Usually, design specs call for wye or delta.
Wye will provide a neutral, and delta won't.
Wye winding insulation can be rated lower tahn delta winding insulatuon for the same applied voltage.
 
DanDel-

As you've mentioned, I like to know the benefits to mfg. of equipment, end-user of equipment, Utilit company. Also, you mentioned that no Neutral line for Delta, then what about the center tap from Delta to get 120V (line to center)...?

thanks
 
The 120 volt circuit is a Wye connection.
Delta does not send any power through a neutral no matter what the load imbalance is between the legs. That requires a wye circuit.
Much of the electrical noise found on telephone lines etc. comes from the current flowing through neutral from wye circuits. I have seen this voltage as high as 110 volts between neighborhoods. Since telephone pairs are insulated at the customer end but referenced to ground at the central office, this results in 110 volts common mode to ground! In one case I worked with, a telephone worker was killed when the voltage to ground was 180 volts because of neutral voltage drop.
When a neutral carrying high currents is cut, the result is often fires and occasionally deaths. When an unbalanced wye feed has its neutral back to the source, or between legs, cut, the underloaded leg will go overvoltage and the overloaded leg will go undervoltage. Either case will destroy equipment. From a safety standpoint, 3 phase delta is safer and cheaper to deliver than 3 phase wye but we do not live in a three phase world. We have both 3 phase and single phase thus we have wye circuits to deliver the single phase power.
 

One reference is Franklin & Franklin, J&P Transformer Book, Butterworths. Tradesoffs are numerous, and out of the scope of this forum to detail. Some self-study will be necessary.
 
thanks for everyone's input...I think as "busbar" suggested, I need to some self studing to better educate myself. I wonder if there is a good and simple to follow book out there...?

thanks again to everyone.
 
The 120V circuit off of a 240V delta with a center tap IS NOT a Wye connection. It is 120V phase to "neutral", available from two of the phases to neutral. The third phase is the "wild leg" and operates at 208V phase to neutral. This neutral is not centered between all of the phases as it is in a wye system, and this is one of the reasons that there has never been a definition of "Neutral" included in the NEC, nobody has written one that includes everything used as a neutral while excluding everything that is not used as a neutral.
 

Is this common to use a large capacity (50 to 60 MVA) step down transformer with on load automatic voltage regulator (+/-)15% for the auxiliaries of a power plant instead of simple on load tap changer?
What is the impact on cost, if such transformer is used?

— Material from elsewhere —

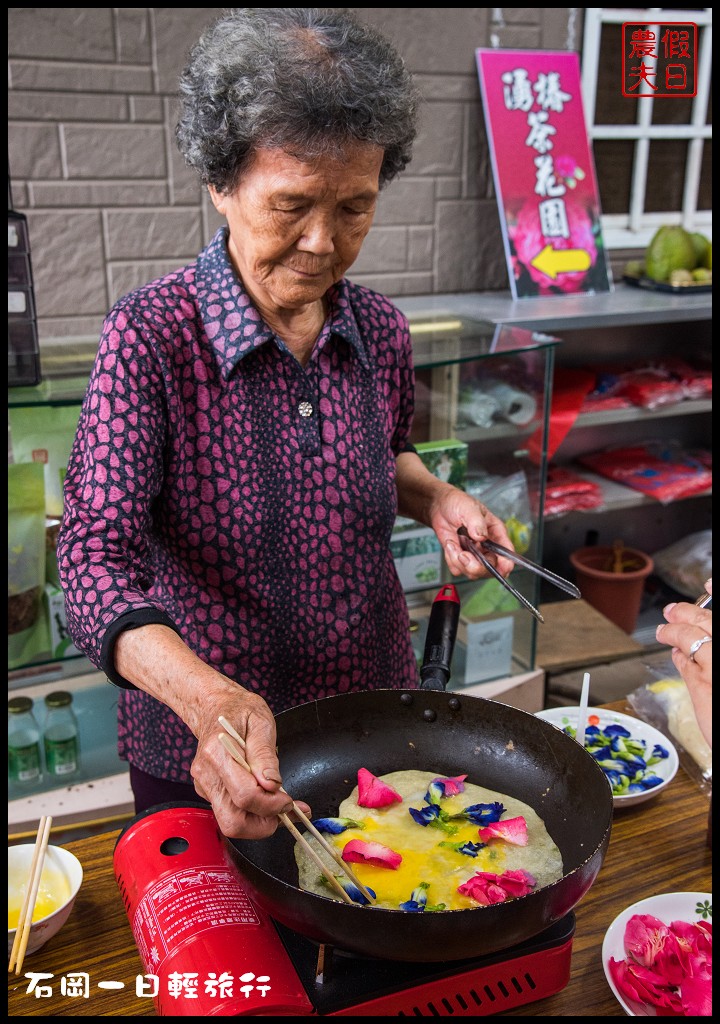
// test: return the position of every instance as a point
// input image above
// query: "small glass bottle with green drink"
(60, 735)
(24, 758)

An expert advised is requested please.

mta0303
 
As previously requested, you need to be a bit more specific about the type of device in question.

If transformers: at least one winding of most transformers is usually specified as delta to trap zero-sequence currents, including 3rd-harmonic currents. The zero-sequence currents end up circulating within the transformer (hence the name "circulating currents") rather than being imposed on the primary transformer supply.